Fritz Haarmann (1879-1925)

See page for author, Public domain, via Wikimedia Commons

“You won’t kill me; I’ll be back – yes, I shall be among you for all eternity.”
FRITZ HAARMANN (1879-1925)

The serial killer in Night Driver is inspired by the real life murderer Fritz Haarmann. Here he is after his arrest in 1924.

ABOUT HAARMANN

Fritz Haarmann was born in 1879. He remains Germany’s most famous murderer, and has been described as a vampire or werewolf due to his predilection for  biting his male victims to death through the jugular vein. He chopped up his victims in his tiny room, and allegedly sold the meat to local restaurants and threw the remains in the river Leine.

It’s estimated he killed over forty young men in the years 1918-1924, although he was only formerly charged for twenty-four murders. As he worked as a police informant (and passed himself off as a detective) this made the case extra shocking.

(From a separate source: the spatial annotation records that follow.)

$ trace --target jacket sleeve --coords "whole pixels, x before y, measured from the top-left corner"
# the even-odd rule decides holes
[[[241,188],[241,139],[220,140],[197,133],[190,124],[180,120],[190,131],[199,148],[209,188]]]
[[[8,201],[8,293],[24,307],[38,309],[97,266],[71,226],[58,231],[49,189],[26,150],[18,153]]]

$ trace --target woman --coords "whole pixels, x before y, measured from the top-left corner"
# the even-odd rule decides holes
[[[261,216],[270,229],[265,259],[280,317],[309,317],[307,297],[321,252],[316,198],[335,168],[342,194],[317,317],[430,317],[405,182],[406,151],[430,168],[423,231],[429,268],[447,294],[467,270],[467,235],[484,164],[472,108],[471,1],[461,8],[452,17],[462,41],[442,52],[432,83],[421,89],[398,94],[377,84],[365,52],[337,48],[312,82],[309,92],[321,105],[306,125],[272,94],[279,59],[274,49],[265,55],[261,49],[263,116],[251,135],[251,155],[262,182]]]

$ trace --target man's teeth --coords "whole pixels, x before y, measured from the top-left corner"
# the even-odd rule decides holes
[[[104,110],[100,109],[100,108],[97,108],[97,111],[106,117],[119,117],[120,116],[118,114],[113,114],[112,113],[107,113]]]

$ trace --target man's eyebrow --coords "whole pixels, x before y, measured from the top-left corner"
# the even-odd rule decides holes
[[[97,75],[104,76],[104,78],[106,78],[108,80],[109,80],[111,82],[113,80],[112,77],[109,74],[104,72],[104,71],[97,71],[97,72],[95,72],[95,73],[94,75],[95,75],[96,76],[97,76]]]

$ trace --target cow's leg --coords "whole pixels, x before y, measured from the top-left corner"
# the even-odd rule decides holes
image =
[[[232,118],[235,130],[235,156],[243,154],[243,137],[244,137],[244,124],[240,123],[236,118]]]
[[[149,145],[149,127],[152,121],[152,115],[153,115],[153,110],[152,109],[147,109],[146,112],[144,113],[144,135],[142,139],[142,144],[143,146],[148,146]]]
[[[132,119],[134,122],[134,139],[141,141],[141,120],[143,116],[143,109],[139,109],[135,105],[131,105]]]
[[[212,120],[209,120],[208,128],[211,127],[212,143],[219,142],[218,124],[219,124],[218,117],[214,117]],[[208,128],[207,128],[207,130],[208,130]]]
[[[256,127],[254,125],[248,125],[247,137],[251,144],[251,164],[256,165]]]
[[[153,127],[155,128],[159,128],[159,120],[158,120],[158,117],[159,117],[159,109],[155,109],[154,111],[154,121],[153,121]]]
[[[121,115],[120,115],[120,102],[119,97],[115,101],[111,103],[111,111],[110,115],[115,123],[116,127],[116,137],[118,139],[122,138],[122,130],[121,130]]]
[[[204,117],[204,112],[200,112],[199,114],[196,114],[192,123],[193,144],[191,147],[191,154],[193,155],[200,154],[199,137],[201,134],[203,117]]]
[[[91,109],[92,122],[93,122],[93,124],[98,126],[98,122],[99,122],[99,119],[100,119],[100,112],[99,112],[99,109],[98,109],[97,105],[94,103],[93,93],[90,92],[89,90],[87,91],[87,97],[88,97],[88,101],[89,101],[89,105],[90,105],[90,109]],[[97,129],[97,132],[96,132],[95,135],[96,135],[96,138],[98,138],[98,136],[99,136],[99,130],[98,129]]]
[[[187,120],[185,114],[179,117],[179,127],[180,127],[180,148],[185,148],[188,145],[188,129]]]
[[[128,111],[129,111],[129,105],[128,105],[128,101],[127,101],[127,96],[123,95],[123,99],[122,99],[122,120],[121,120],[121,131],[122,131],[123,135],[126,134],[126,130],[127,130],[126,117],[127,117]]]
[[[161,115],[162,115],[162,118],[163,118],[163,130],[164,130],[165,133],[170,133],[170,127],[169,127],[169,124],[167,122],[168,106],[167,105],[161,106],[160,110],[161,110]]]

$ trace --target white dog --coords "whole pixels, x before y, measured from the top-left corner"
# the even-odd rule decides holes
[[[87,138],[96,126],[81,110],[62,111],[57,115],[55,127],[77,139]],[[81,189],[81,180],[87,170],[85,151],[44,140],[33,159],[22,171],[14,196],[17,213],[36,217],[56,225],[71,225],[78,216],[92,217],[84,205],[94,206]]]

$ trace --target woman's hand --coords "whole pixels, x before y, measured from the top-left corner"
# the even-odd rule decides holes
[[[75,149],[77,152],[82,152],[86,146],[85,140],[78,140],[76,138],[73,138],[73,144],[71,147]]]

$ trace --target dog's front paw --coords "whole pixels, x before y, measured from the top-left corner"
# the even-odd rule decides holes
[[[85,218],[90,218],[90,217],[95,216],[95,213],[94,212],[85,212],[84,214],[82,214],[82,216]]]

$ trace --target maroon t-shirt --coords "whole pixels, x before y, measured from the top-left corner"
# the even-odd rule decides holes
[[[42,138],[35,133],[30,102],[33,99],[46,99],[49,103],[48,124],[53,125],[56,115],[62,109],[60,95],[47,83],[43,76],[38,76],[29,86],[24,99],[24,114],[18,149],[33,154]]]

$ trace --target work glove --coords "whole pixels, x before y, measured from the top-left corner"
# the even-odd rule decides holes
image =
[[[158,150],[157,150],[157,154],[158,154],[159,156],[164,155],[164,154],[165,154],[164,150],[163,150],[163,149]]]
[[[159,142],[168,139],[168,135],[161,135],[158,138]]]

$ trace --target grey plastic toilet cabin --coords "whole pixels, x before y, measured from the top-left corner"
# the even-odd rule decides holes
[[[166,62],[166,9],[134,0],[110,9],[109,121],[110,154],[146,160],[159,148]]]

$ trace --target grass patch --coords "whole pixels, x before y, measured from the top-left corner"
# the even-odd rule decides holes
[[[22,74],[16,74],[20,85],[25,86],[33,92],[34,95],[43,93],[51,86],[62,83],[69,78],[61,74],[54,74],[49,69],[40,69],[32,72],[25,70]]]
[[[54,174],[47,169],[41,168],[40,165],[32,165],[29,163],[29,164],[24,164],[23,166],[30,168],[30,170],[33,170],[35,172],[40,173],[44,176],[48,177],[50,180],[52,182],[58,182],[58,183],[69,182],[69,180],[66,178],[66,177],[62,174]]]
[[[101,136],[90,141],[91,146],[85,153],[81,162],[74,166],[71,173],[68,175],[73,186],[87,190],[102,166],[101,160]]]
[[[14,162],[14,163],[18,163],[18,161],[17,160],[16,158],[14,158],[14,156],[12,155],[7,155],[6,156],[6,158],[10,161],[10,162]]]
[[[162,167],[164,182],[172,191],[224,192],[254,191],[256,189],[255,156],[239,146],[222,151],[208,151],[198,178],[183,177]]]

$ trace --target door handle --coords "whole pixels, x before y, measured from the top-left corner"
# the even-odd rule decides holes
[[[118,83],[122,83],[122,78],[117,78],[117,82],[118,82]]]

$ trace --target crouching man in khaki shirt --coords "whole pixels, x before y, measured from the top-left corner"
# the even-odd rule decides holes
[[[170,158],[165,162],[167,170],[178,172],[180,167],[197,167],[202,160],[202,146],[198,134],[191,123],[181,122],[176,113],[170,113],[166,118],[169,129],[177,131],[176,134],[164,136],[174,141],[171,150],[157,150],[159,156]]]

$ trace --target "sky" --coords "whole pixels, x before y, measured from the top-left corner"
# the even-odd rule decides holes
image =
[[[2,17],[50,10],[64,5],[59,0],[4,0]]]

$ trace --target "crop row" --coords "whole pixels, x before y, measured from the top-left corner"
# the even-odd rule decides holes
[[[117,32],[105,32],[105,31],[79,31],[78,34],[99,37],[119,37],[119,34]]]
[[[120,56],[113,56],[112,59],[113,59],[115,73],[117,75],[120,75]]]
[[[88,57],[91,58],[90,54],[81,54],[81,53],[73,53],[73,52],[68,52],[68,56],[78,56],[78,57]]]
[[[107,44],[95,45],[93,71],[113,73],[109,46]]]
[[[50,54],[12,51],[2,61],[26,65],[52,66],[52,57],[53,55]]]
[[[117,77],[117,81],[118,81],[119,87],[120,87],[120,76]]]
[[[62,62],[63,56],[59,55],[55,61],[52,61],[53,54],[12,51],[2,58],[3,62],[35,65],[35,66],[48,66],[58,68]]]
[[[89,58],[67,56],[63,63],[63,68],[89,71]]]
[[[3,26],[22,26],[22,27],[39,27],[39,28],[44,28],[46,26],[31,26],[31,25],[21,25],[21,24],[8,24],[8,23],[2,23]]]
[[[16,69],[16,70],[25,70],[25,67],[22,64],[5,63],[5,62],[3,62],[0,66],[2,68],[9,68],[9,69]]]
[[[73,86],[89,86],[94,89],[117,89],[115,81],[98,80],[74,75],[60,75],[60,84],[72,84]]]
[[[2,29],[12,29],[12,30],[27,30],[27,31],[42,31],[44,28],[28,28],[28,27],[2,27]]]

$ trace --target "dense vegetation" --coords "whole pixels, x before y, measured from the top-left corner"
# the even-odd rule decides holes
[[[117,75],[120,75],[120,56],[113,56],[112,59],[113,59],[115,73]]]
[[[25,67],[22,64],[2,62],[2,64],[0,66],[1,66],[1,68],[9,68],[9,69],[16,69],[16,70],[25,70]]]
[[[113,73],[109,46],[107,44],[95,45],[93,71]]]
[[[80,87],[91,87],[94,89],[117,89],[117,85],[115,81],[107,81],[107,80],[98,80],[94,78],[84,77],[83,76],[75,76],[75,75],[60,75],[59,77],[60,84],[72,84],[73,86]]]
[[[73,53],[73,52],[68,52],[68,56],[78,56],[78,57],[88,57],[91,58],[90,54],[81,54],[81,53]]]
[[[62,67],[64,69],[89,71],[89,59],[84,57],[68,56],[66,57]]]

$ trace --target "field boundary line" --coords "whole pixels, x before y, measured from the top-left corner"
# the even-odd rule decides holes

Hans Grans, HAARMANN’S LOVER

This picture of Hans Grans is telling. Devilishly handsome and assured, he became Haarmann’s regular lover despite being twenty-one years younger and a pimp more interested in women. They worked together as con men selling old clothes and cheap meat. Hans probably helped Haarmann procure young boys and more…

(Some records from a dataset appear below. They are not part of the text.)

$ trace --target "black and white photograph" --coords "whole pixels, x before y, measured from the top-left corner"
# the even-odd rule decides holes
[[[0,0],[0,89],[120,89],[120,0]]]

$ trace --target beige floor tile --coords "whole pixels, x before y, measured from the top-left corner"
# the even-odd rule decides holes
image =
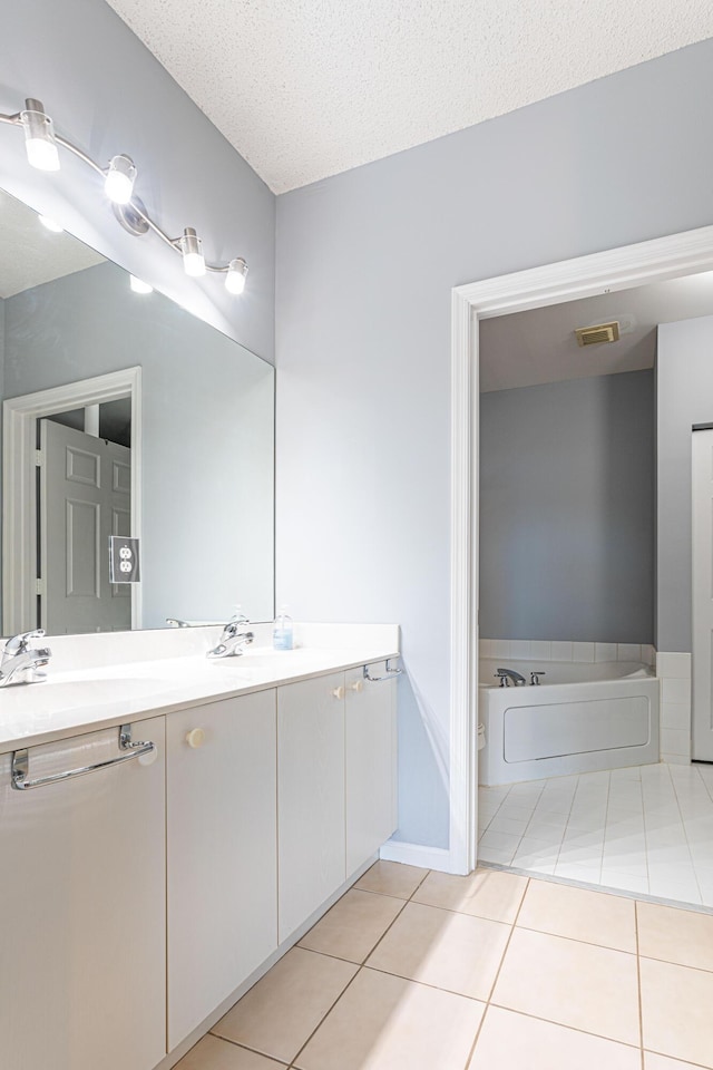
[[[284,1066],[208,1033],[176,1063],[175,1070],[283,1070]]]
[[[526,887],[527,877],[498,869],[476,869],[468,877],[433,870],[416,892],[413,902],[511,924]]]
[[[404,901],[392,895],[351,888],[300,941],[300,947],[361,963],[403,906]]]
[[[644,1048],[713,1067],[713,973],[641,959]]]
[[[636,953],[634,901],[618,895],[530,881],[517,924],[521,928]]]
[[[409,899],[428,872],[419,866],[407,866],[401,862],[375,862],[354,887],[363,888],[364,892],[395,895],[399,899]]]
[[[638,1048],[489,1006],[469,1070],[641,1070]]]
[[[293,947],[212,1032],[290,1062],[358,967]]]
[[[644,1070],[696,1070],[692,1062],[681,1062],[667,1056],[657,1056],[653,1051],[644,1052]]]
[[[713,971],[713,915],[637,903],[638,953]]]
[[[362,970],[295,1060],[301,1070],[462,1070],[485,1006]]]
[[[636,956],[515,928],[492,1002],[638,1044]]]
[[[510,926],[408,903],[368,965],[439,989],[487,1000]]]

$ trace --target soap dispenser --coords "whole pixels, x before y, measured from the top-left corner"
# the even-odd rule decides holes
[[[274,650],[292,650],[294,646],[294,625],[287,615],[287,606],[281,605],[272,630]]]

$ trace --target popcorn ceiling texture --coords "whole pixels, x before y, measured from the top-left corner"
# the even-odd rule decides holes
[[[275,193],[713,35],[710,0],[108,2]]]

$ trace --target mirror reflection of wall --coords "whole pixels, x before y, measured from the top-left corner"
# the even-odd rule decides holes
[[[125,271],[6,194],[0,235],[4,400],[141,368],[140,626],[222,621],[236,603],[270,620],[274,369],[162,294],[134,292]],[[130,445],[128,398],[52,422],[85,432],[88,418],[90,434]],[[105,626],[88,611],[81,621],[67,630]]]

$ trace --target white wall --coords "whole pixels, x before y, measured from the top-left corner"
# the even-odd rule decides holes
[[[713,422],[713,315],[661,324],[656,397],[656,646],[691,653],[691,429]]]
[[[451,288],[713,222],[712,95],[705,41],[279,197],[277,600],[401,623],[407,840],[448,840]]]

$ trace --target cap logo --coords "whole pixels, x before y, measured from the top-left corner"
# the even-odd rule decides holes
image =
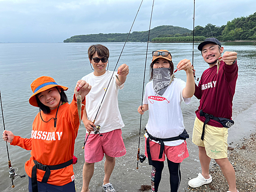
[[[36,89],[34,91],[34,93],[36,93],[37,91],[38,91],[40,89],[43,88],[44,87],[45,87],[46,86],[49,85],[49,84],[58,84],[56,82],[46,82],[45,83],[43,83],[41,84],[40,86],[37,87]]]

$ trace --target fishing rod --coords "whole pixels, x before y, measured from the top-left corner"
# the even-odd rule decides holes
[[[116,66],[115,67],[115,69],[114,69],[114,71],[112,73],[112,75],[111,75],[110,80],[109,82],[109,84],[108,84],[108,86],[107,86],[106,89],[106,91],[105,91],[105,93],[104,94],[104,95],[103,96],[102,100],[101,100],[101,102],[100,102],[100,104],[99,105],[99,108],[98,109],[98,111],[97,111],[96,114],[95,115],[95,117],[94,118],[94,119],[93,121],[93,123],[94,123],[94,122],[95,122],[95,119],[96,118],[97,116],[98,115],[98,113],[99,113],[99,109],[100,109],[100,107],[101,106],[101,104],[102,104],[103,100],[104,99],[104,98],[105,97],[105,95],[106,95],[106,91],[108,91],[108,89],[109,88],[110,82],[111,82],[111,80],[112,80],[112,77],[113,77],[113,76],[114,75],[114,73],[115,73],[115,70],[116,69],[116,67],[117,66],[117,64],[118,64],[118,62],[119,61],[120,58],[121,57],[121,55],[122,55],[122,53],[123,53],[123,49],[124,49],[124,47],[125,46],[126,43],[127,42],[127,41],[128,40],[128,38],[129,37],[129,35],[131,34],[131,31],[132,31],[132,29],[133,28],[134,23],[135,22],[135,20],[137,18],[137,16],[138,15],[138,13],[139,13],[139,11],[140,10],[140,7],[141,7],[141,5],[142,4],[143,1],[143,0],[142,0],[141,2],[140,3],[140,6],[139,7],[139,9],[138,9],[138,11],[137,12],[136,15],[135,16],[135,18],[134,18],[134,19],[133,22],[133,24],[132,25],[132,27],[131,27],[129,33],[128,33],[128,35],[127,36],[125,41],[124,42],[124,44],[123,45],[123,48],[122,49],[122,51],[121,51],[121,53],[120,54],[118,59],[117,60],[117,62],[116,64]],[[93,128],[94,129],[94,127],[93,127]],[[99,133],[99,129],[100,129],[100,125],[96,125],[96,129],[95,129],[94,133],[95,134],[97,134],[98,133],[99,133],[99,134],[100,134],[100,133]],[[96,132],[95,132],[95,131],[96,131]],[[82,149],[84,148],[84,145],[86,144],[86,142],[87,141],[87,139],[88,139],[88,137],[89,136],[90,134],[90,132],[89,132],[88,134],[87,134],[87,137],[86,139],[85,139],[84,142],[83,142],[83,146],[82,147]],[[101,136],[102,136],[102,135],[101,135]]]
[[[145,67],[144,69],[144,77],[143,77],[143,88],[142,88],[142,96],[141,99],[141,110],[142,110],[142,105],[143,105],[143,95],[144,95],[144,87],[145,85],[145,76],[146,74],[146,59],[147,57],[147,50],[148,49],[148,42],[150,40],[150,28],[151,27],[151,21],[152,20],[152,14],[153,13],[153,8],[154,8],[154,3],[155,2],[155,0],[153,0],[153,3],[152,5],[152,9],[151,10],[151,15],[150,17],[150,29],[148,30],[148,36],[147,37],[147,42],[146,46],[146,58],[145,59]],[[140,131],[139,133],[139,145],[138,146],[138,153],[137,154],[137,167],[136,169],[138,169],[139,167],[139,161],[140,161],[141,163],[142,163],[145,159],[146,159],[146,157],[143,154],[140,154],[140,132],[141,131],[141,120],[142,118],[142,115],[140,114]]]
[[[2,109],[2,115],[3,117],[3,123],[4,124],[4,131],[6,130],[5,129],[5,120],[4,119],[4,110],[3,109],[3,104],[2,103],[2,97],[1,97],[1,91],[0,90],[0,101],[1,103],[1,109]],[[13,180],[15,179],[15,177],[17,176],[19,176],[20,178],[25,177],[26,177],[25,175],[23,175],[22,176],[20,176],[19,175],[18,175],[16,174],[16,172],[18,171],[18,168],[17,168],[17,170],[15,171],[15,168],[12,167],[12,164],[11,163],[11,160],[10,160],[10,155],[9,154],[9,149],[8,149],[8,145],[7,144],[7,141],[6,141],[6,149],[7,150],[7,156],[8,157],[8,166],[9,166],[9,177],[12,180],[12,188],[14,188],[15,185],[13,183]]]
[[[195,39],[195,5],[196,0],[194,0],[194,16],[193,16],[193,51],[192,52],[192,66],[194,67],[194,39]],[[195,73],[194,73],[195,72]],[[196,79],[196,70],[193,69],[194,78]],[[199,78],[197,79],[197,80],[199,79]]]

Hans meant everything to Haarmann, but Grans had three female lovers who often hung out in Haarmann’s room and prostituted themselves there. It must have been intense. This was the story I wanted to tell: jealousy, rivalry, betrayal.

THE CONTINUED FASCINATION WITH FRITZ HAARMANN

Over the years Haarmann has become a sympathetic figure in Hanover. We know he was mentally ill and not given a fair trial. Nearly a hundred years later the enduring interest in his case makes him an ambiguous figure. In the last ten years in Germany there have been numerous books about him, a graphic novel, a play, a documentary and even a musical! Why all this interest if it was an open and shut case?

INCONSISTENCIES IN THE REAL LIFE CASE

Lots of things about the real life case are intriguing. When you see a photo of Haarmann’s tiny room – which had no running water – just how could he have killed so many people without his live-in lover Hans Grans knowing?

And what about Hans’s three girlfriends who often had tea with Haarmann? The idea that he could have killed and butchered a man (at one point every one and a half weeks) in secret is absurd.

THE INNER CIRCLE

If you were a serial killer, what kind of friends would you have? And if they knew about your weakness, how would this affect your relationship? To reveal the inner world of the murderer I had to get close to his circle of intimates…

Historically not much is known about Hans Grans’s girlfriends: Dora Mrutzek, Elfriede Zwingmann and Emmi Schulz, so I set the story in the modern day to avoid historical inaccuracies. Dora was especially good friends with Haarmann and the idea that she must have known was explored in the German film The Tenderness of Wolves (1973).

“When crime is an occupation, each character, no matter what they’ve done, must ask themselves how far they are prepared to go.”